Originally published 12:23 p.m.
The American Civil Liberties Union (ACLU) is running a television ad campaign in Maine asking Republican U.S. Sen. Susan Collins to demand that the next U.S. Supreme Court nominee take a public position on a landmark abortion ruling.
The ad begins by highlighting Collins' reputation as an independent voice in the Senate who has long supported the reproductive rights of women.
It then asks Collins to make her vote contingent on the nominee's position on Roe v. Wade, the 1973 ruling that prevents states from banning abortions.
"Trump's Supreme Court nominee must publicly declare a position on Roe. Tell Susan Collins: we can't gamble on this," the narrator says.

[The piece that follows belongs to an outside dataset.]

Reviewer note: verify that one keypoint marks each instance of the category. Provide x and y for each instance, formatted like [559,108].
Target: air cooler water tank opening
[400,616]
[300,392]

Collins says she won't support a nominee who is openly hostile to Roe v. Wade, but she has also voted to confirm conservative judges who haven't taken a definitive position on the ruling.
The ACLU is also running ads in Alaska, where Sen. Lisa Murkowski is considered another potential swing vote.
President Trump is expected to announce his pick for the high court on Monday night. The president's choice will be heavily scrutinized, as will Collins' vote to confirm or not.
The nominee will replace retiring Justice Anthony Kennedy who, like Collins, is often considered a swing vote.
The stakes are high for progressives, who worry that Trump's choice could upend decades of jurisprudence on abortion rights, voting rights and civil rights.
The ACLU's request that the nominee declare a position on Roe v Wade is typical of interest groups, but typically sidestepped by high court nominees.
During her 1993 confirmation hearing, Justice Ruth Bader Ginsburg refused to answer questions about cases that could come before the court. Ginsberg said answering the questions would violate her oath to impartiality and "display disdain for the entire judicial process."